Creating a show Part 2: Missing Pieces

This post continues from last week’s post on The Idea.

So I had a strong concept but it wasn’t quite working yet and I didn’t have a mission. Does a show need a mission? For me, yes. I think every creative endeavour needs a mission. Because getting anything off the ground is hard work. It can be gruelling. To push through the resistance, you need to have a strong sense of why you are doing what you’re doing. “I think this idea is nice” is rarely enough. You won’t last if that’s all you’ve got.

More importantly, you can’t do it alone. You need people to support you, to believe in the project and to help out. You need a reason for them to really care. That is why a mission is so important. It is a driving force. And this project didn’t have one yet.

But what I found at this time is that, actually, I had one. I had recently launched Planet Cosmo and that show seemed to achieve its mission – to introduce children to the planets. It had a clear educational goal and I now had a list of other educational goals I wanted to explore too. But Cosmo wasn’t an easy production. I found I didn’t want to jump straight into another similar mission. Really, what I needed was a palette cleanser. A whole other kind of mission – I just wanted to make kids laugh.

I was looking for comedy.

Sure, inevitably I would want to build something on a backbone of positivity. That’s what I do. But I wanted something that kids could just enjoy. I was working up a few things to fit that brief (a zebra named Richard, a collection of little monsters and so on) when I realised that, actually, this tiger zoo thing might be a really good fit.

I put the two together and Anything But The Monkeys now had a mission: it would be the funniest thing for preschoolers I could possibly make. Not just a project with some smiles or the odd bit of humour (a lot of preschool content has that already). A full-on comedy. I would amend, change and work at it until it made children laugh.

This was a huge step in the project. Knowing the mission can drive everything.

But unfortunately I knew this tiger wasn’t fully carrying the idea. He was funny so why didn’t it feel right?

I spent a long time working this out, trying to find what was missing and came to many different conclusions. The idea of the tiger character was that he would come in to the zoo when required. Like Shane in that western story, Shane. That meant we had no real anchor within the zoo itself. Perhaps that was causing a disconnect as we couldn’t quite lock on to that world? Even then, was the comedy right? He was funny in the way Niles Crane is funny. Or Eric Morecambe is funny. Hmmm… grown up humour. Not child’s humour. And in each one of those examples, they need a counterpart. The straight man. This big tiger needed a partner. More importantly, he needed a partner anchored to that zoo who would provide a child’s point of view – someone who would invite kids into this story and allow them to see the funny side of this tiger. A character who is just like the audience.

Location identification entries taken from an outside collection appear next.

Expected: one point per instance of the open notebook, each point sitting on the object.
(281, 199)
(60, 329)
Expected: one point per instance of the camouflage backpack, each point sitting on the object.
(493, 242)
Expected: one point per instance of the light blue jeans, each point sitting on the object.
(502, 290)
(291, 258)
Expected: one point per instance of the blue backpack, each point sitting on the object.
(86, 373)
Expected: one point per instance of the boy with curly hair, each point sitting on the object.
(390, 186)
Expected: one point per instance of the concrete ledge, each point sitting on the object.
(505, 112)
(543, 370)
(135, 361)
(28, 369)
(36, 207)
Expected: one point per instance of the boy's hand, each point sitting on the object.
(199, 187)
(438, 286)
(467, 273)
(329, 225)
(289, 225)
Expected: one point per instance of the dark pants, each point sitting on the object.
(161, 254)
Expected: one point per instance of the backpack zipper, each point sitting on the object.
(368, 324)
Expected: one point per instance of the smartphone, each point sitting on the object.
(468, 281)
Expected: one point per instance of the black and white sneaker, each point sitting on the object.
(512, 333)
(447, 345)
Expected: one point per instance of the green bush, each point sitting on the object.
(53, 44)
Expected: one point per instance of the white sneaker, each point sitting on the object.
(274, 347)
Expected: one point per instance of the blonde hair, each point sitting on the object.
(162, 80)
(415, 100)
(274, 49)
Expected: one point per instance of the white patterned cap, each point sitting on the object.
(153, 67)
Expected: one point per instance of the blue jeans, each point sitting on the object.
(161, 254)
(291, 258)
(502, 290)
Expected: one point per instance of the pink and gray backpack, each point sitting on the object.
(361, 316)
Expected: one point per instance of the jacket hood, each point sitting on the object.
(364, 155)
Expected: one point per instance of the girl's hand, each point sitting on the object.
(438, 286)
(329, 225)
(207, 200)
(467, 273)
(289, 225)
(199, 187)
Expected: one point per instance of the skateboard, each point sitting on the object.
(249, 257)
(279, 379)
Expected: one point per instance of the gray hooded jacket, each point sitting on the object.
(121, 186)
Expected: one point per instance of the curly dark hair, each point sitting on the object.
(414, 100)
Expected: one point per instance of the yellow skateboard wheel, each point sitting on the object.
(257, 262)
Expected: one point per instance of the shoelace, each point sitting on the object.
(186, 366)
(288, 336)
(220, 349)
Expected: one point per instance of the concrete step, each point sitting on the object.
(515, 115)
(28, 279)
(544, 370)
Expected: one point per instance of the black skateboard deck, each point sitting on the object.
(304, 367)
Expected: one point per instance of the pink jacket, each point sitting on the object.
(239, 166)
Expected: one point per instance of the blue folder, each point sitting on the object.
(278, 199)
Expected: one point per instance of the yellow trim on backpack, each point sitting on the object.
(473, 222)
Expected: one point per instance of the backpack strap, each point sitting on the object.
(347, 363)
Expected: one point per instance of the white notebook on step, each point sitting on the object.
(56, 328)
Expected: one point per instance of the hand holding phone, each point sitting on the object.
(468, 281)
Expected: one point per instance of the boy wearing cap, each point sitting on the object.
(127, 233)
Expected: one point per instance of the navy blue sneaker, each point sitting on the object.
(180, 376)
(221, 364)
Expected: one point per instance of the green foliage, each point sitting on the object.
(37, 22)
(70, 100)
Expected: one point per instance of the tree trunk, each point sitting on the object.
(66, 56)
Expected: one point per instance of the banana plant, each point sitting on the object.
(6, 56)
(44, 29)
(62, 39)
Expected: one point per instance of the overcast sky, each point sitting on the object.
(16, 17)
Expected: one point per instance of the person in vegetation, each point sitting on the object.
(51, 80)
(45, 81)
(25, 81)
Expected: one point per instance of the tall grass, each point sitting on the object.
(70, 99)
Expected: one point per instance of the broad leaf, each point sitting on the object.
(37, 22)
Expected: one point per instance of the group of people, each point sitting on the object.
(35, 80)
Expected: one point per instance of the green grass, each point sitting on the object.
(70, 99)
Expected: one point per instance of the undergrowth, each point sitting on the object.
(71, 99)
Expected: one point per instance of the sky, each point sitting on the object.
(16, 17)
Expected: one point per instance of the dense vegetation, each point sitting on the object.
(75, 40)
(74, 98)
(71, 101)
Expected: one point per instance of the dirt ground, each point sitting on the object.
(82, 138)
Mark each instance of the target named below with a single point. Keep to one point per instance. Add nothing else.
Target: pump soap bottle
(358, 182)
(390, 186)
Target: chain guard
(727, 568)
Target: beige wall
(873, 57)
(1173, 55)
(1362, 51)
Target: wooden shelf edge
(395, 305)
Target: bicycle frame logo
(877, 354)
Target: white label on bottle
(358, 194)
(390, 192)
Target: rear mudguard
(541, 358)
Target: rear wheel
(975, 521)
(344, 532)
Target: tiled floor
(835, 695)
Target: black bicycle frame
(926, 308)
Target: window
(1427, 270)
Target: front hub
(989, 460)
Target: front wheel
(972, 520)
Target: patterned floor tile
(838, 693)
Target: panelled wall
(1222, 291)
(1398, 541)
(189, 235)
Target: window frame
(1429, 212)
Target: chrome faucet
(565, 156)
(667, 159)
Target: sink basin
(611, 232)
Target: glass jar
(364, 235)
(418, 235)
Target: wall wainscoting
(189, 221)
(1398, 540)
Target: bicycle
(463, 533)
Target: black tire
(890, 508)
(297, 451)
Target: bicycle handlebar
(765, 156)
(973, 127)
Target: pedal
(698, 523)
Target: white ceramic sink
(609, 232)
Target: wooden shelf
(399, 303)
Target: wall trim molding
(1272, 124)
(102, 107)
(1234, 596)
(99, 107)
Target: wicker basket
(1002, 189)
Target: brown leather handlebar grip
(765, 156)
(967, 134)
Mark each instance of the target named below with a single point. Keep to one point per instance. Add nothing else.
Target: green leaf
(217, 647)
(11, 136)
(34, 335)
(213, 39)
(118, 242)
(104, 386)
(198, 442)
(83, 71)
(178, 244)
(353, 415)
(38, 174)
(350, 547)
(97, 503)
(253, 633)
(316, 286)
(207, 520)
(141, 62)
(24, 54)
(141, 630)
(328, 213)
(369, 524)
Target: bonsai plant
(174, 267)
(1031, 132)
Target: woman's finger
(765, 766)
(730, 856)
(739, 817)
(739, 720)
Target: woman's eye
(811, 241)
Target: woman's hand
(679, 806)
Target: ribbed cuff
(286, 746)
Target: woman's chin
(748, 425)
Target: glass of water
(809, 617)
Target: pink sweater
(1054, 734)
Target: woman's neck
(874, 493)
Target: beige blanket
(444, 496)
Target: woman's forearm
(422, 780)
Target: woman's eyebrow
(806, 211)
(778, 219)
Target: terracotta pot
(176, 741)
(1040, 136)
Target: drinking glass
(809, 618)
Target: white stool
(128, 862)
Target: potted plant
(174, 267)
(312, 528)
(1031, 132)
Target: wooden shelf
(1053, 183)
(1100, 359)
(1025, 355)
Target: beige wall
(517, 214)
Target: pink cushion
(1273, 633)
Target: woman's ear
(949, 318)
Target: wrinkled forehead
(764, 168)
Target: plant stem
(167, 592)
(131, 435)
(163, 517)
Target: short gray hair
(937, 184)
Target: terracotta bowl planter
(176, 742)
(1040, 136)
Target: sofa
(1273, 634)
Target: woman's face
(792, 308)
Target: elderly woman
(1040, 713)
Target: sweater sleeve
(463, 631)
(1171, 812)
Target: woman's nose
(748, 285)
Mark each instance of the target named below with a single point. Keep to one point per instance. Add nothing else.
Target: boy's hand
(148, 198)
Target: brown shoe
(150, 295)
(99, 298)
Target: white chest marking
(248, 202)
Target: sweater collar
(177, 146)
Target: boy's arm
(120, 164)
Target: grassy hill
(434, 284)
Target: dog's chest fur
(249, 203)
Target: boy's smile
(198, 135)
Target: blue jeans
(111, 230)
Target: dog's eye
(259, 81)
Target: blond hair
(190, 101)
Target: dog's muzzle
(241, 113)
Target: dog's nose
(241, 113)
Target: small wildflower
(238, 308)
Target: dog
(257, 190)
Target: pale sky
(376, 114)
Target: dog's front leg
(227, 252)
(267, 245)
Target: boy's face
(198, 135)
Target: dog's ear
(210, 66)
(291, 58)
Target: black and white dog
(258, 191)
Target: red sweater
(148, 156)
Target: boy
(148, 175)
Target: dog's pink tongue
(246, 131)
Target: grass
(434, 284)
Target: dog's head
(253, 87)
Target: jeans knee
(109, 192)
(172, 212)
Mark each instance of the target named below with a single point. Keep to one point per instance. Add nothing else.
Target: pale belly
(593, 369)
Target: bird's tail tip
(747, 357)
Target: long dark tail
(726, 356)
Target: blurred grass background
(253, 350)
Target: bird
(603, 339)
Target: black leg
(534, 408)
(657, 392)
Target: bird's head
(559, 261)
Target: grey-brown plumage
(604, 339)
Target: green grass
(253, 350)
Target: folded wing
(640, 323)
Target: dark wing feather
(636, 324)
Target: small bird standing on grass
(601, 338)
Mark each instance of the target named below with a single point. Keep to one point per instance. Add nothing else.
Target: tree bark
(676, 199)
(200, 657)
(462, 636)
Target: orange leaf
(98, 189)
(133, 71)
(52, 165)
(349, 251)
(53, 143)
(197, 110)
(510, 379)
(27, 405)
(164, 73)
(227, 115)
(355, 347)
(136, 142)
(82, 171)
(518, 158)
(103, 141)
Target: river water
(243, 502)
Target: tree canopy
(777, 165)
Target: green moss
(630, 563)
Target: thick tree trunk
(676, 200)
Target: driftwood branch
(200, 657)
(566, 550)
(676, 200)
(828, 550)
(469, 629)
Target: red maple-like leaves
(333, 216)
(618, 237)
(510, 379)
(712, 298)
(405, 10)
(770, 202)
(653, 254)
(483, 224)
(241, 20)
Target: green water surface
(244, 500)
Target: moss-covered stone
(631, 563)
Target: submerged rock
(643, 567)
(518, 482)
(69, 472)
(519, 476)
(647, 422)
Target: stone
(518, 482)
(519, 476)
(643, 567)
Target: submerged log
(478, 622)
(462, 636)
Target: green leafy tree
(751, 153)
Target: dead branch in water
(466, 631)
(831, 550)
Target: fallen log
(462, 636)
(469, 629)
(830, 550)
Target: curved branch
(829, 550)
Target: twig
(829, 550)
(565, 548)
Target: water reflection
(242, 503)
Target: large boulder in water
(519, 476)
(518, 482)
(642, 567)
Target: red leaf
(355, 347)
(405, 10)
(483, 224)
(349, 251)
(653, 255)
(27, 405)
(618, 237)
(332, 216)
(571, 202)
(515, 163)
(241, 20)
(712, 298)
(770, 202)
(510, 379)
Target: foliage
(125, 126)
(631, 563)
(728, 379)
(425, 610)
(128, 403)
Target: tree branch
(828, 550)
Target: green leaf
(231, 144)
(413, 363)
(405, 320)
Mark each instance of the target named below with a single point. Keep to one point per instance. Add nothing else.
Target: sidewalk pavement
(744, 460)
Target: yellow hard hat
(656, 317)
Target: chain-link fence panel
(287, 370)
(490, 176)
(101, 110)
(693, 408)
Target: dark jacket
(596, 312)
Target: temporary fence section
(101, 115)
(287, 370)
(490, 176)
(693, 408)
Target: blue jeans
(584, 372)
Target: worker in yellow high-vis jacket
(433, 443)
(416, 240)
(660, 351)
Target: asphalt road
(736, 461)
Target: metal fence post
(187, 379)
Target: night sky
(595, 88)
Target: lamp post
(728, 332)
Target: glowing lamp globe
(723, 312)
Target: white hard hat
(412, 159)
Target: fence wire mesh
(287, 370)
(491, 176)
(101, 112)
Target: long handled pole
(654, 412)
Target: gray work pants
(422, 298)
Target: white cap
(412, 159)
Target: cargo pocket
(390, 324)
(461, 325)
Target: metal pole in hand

Not just a sidekick, that would be a half measure. I needed whole new main character. A new focal point.

Atiger2

I tried a lot of ideas for that (such as the child tiger character seen above) before locking on to an early drawing of a little zookeeper. What if the zookeeper was a child? A little kid running a zoo. That in itself seemed like a strong concept. It could be a pitch all on its own (yes, I was already thinking about the pitch – more on that in another post). And rather than competing with the tiger concept, it seemed to provide an anchor to bring the tiger character in.

My one-tiger show was now a double act and getting this zookeeper right would be the key to the whole concept.